Inspectierapport
De MULO Burgt (KDV) Singel 443
3311HH DORDRECHT
Registratienummer 320783108
Toezichthouder: Dienst Gezondheid en Jeugd
In opdracht van gemeente: Dordrecht
Datum inspectie: 18-08-2016
Type onderzoek : Jaarlijks onderzoek
Status: Definitief
2 van 11
Inhoudsopgave
Het onderzoek ... 3
Observaties en bevindingen ... 4
Pedagogisch klimaat ... 4
Personeel en groepen ... 6
Inspectie-items ... 8
Gegevens voorziening ... 10
Gegevens toezicht ... 10
Bijlage: Zienswijze houder kindercentrum ... 11
Het onderzoek
Onderzoeksopzet
Dit onderzoek is uitgevoerd op grond van artikel 1.62 lid 2 van de Wet kinderopvang en kwaliteitseisen peuterspeelzalen.
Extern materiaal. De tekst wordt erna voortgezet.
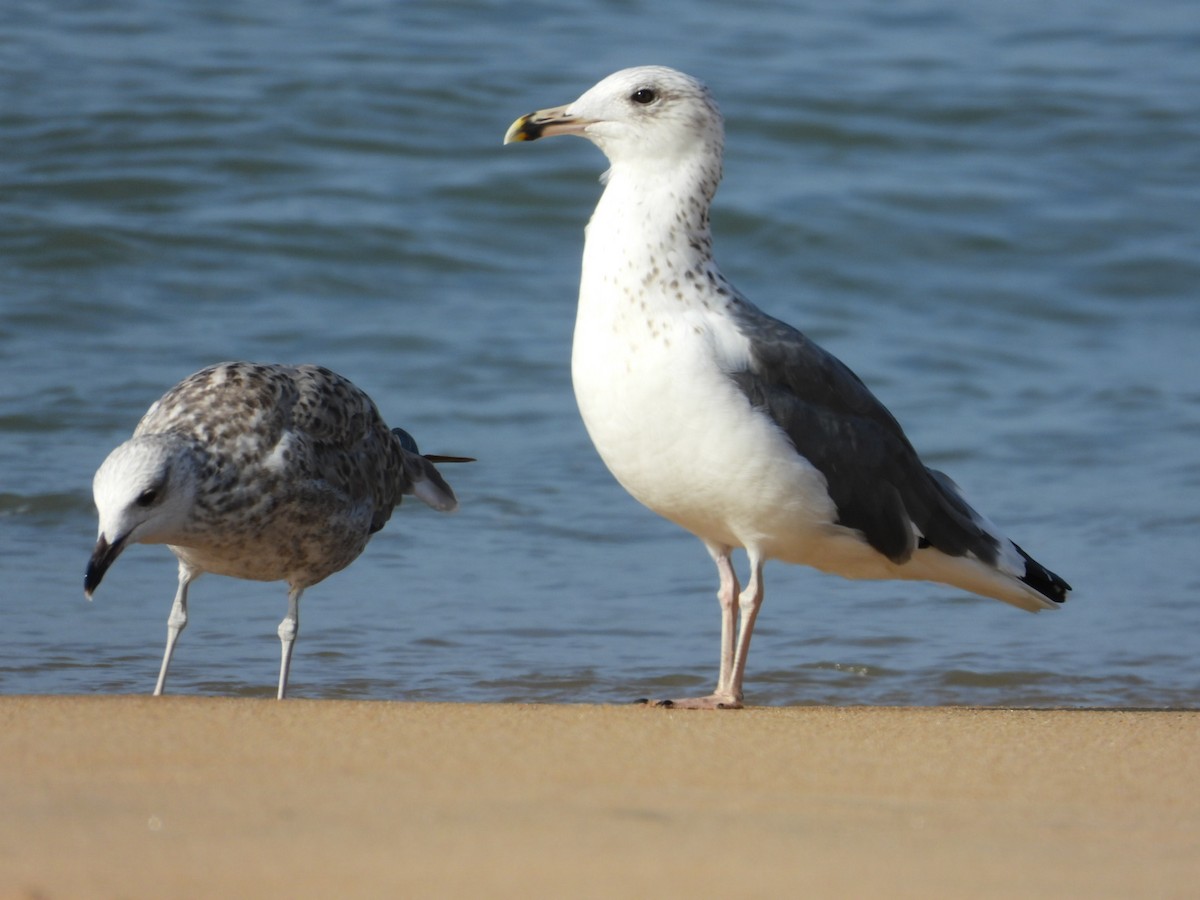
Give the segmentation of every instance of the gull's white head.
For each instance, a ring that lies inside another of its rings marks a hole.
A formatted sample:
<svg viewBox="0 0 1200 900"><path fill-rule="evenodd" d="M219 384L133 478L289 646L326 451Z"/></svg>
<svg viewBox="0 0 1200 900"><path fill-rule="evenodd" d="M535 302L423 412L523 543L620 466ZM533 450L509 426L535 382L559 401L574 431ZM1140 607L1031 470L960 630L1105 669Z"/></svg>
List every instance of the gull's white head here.
<svg viewBox="0 0 1200 900"><path fill-rule="evenodd" d="M708 89L665 66L623 68L566 106L512 122L504 143L553 134L592 140L613 167L626 160L655 166L700 158L720 166L725 128Z"/></svg>
<svg viewBox="0 0 1200 900"><path fill-rule="evenodd" d="M100 533L84 594L91 598L130 544L168 544L184 535L196 505L196 481L191 448L174 436L133 438L108 455L92 480Z"/></svg>

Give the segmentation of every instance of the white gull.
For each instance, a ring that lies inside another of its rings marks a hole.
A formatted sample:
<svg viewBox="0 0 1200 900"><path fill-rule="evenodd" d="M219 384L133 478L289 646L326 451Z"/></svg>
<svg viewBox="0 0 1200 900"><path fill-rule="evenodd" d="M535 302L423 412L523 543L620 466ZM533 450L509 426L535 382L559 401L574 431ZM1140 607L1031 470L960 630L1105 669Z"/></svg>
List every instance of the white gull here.
<svg viewBox="0 0 1200 900"><path fill-rule="evenodd" d="M421 456L412 436L389 430L371 398L328 368L210 366L156 401L96 472L100 536L84 593L91 598L131 544L167 544L178 557L160 695L192 581L203 572L286 581L282 700L300 595L353 563L404 494L454 510L432 463L466 461Z"/></svg>
<svg viewBox="0 0 1200 900"><path fill-rule="evenodd" d="M709 206L724 126L703 84L623 70L517 119L505 143L552 134L586 137L611 163L571 353L583 422L625 490L697 535L720 577L716 690L664 704L742 706L767 559L942 582L1031 612L1066 600L1067 582L926 468L853 372L718 270ZM736 547L749 557L744 589Z"/></svg>

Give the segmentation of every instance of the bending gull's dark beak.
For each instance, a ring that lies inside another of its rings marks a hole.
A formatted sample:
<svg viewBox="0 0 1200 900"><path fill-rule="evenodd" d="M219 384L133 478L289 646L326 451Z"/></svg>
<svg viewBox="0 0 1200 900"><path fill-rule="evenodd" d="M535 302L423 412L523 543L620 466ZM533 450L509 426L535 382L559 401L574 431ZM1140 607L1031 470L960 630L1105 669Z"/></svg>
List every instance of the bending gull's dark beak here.
<svg viewBox="0 0 1200 900"><path fill-rule="evenodd" d="M91 600L91 592L100 586L104 572L116 562L116 557L121 554L122 550L125 550L125 538L118 538L116 541L109 544L104 535L100 535L96 548L91 552L91 559L88 560L88 571L83 576L83 595L85 598Z"/></svg>
<svg viewBox="0 0 1200 900"><path fill-rule="evenodd" d="M552 109L539 109L536 113L522 115L504 133L504 143L536 140L554 134L581 134L594 121L571 115L568 109L570 109L569 104Z"/></svg>

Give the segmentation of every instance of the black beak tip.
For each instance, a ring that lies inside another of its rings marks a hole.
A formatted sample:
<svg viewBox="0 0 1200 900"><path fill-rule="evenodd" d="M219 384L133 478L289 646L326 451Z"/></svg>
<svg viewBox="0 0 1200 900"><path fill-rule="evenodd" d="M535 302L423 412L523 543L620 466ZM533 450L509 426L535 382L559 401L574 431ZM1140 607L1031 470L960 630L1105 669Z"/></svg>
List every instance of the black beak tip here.
<svg viewBox="0 0 1200 900"><path fill-rule="evenodd" d="M100 587L100 582L104 578L104 572L108 571L124 548L124 539L113 544L109 544L104 538L96 541L96 550L92 551L91 559L88 560L88 570L83 575L83 595L85 598L91 600L92 592Z"/></svg>

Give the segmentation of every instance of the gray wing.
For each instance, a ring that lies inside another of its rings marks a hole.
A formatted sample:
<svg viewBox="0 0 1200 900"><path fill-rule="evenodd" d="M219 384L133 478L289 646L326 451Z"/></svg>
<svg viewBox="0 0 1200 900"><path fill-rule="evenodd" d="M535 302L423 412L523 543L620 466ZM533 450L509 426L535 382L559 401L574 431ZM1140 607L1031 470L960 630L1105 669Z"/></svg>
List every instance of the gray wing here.
<svg viewBox="0 0 1200 900"><path fill-rule="evenodd" d="M942 476L925 468L899 422L840 360L791 325L743 301L734 323L750 365L731 378L824 475L838 523L896 563L920 546L996 559L996 540Z"/></svg>

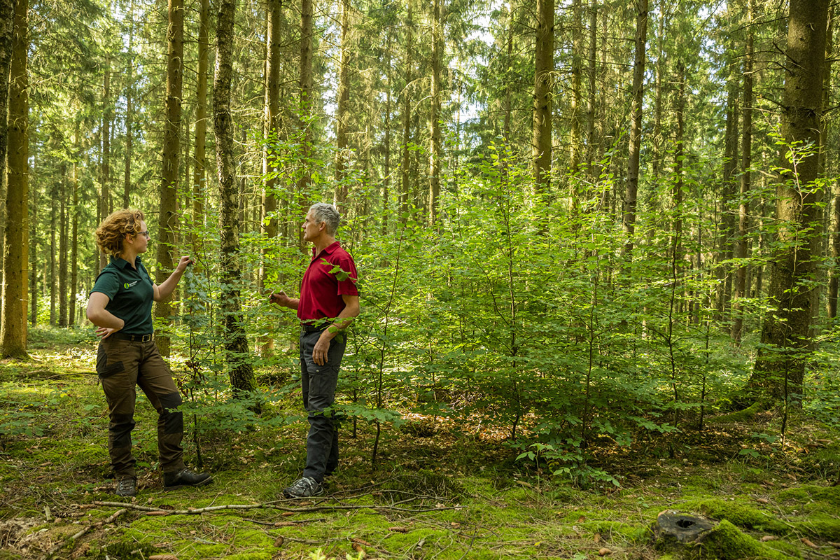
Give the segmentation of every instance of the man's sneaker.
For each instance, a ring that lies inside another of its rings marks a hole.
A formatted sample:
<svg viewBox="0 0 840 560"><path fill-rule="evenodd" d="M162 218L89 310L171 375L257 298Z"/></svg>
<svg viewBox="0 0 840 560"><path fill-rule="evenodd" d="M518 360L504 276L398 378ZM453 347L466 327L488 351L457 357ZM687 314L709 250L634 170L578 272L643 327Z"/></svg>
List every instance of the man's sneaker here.
<svg viewBox="0 0 840 560"><path fill-rule="evenodd" d="M189 468L181 468L174 473L163 474L164 488L181 488L181 486L201 486L213 482L207 473L194 473Z"/></svg>
<svg viewBox="0 0 840 560"><path fill-rule="evenodd" d="M136 496L137 481L134 479L120 479L117 481L118 496Z"/></svg>
<svg viewBox="0 0 840 560"><path fill-rule="evenodd" d="M291 486L283 490L283 495L286 498L310 498L317 496L323 492L323 488L315 479L305 476L295 481Z"/></svg>

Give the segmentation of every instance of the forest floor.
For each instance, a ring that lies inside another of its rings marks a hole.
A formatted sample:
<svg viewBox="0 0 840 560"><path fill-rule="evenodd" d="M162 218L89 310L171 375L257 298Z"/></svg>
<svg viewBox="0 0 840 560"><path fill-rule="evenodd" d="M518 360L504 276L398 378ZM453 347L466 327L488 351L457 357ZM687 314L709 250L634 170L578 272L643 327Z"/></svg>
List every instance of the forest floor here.
<svg viewBox="0 0 840 560"><path fill-rule="evenodd" d="M0 362L0 560L675 557L651 541L664 510L747 537L696 557L840 558L840 434L807 418L790 421L784 444L764 437L780 425L765 414L605 447L598 466L621 485L586 489L516 463L503 434L428 419L383 429L372 470L374 431L360 425L343 432L324 495L292 501L281 489L300 473L303 422L208 435L213 484L165 491L140 397L139 492L127 499L108 479L94 344L33 345L33 360Z"/></svg>

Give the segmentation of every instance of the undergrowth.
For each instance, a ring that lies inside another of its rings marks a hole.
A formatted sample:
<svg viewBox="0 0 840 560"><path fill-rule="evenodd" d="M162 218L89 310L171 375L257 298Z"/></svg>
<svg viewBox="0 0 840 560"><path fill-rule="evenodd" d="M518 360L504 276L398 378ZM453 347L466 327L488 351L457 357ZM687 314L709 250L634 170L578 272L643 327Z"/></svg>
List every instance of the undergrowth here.
<svg viewBox="0 0 840 560"><path fill-rule="evenodd" d="M622 445L604 439L588 450L591 464L617 485L593 480L585 489L538 460L517 461L507 434L484 429L477 416L405 415L402 427L381 431L376 468L375 423L345 422L341 468L324 496L291 502L281 490L300 474L307 427L285 380L265 421L231 429L197 418L186 456L194 465L200 452L215 481L172 492L162 489L156 421L140 396L133 434L139 495L122 500L113 494L108 411L85 340L54 340L30 361L0 363L0 558L581 560L604 550L659 558L671 552L654 546L650 527L665 509L726 520L739 531L722 526L727 538L750 547L771 537L769 546L787 557L838 556L840 495L831 484L840 441L804 414L789 420L784 442L760 437L778 432L773 412ZM97 525L121 504L125 513ZM230 505L239 509L221 509ZM215 509L172 513L197 508Z"/></svg>

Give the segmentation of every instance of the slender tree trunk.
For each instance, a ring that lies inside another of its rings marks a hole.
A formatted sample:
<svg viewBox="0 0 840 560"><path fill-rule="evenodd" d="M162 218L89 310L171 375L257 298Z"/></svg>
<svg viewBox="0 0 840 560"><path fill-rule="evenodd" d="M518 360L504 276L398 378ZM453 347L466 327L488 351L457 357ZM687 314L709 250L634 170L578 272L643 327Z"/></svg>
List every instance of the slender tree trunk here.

Het betreft een onaangekondigd jaarlijks onderzoek.
Beschouwing
Algemeen
BSO Burgt Actief Sporting Delta is onderdeel van de Kleine Burgt. De Kleine Burgt is sinds begin 2016 een samenwerking aangegaan met SDK Kinderopvang.
Het kinderdagverblijf is gevestigd in de oude Mulo school. De groepen bevinden zich op de eerste verdieping van de oude school.
Het kinderdagverblijf bestaat uit twee stamgroepen; een verticale groep en een peutergroep. De groepen hebben beide een eigen groepsruimte. Op rustige dagen worden de groepen
samengevoegd.
Huidige inspectie
Het betreft een onaangekondigd inspectiebezoek waarbij de kernzaken uit de Wet Kinderopvang beoordeeld zijn.
Tijdens het inspectiebezoek zijn de VOG's en diploma's, de opvang in groepen en de
beroepskracht-kindratio beoordeeld. Tevens heeft er een observatie van de pedagogische praktijk plaats gevonden.
KDV De Mulo Burgt krijgt sinds kort subsidie van de gemeente om voorschoolse educatie aan te bieden. De beroepskrachten zijn hiervoor in opleiding en moeten nog starten met het VVE programma Uk&Puk. Hierdoor wordt er op dit moment aan een aantal voorwaarden voorschoolse educatie nog niet voldaan.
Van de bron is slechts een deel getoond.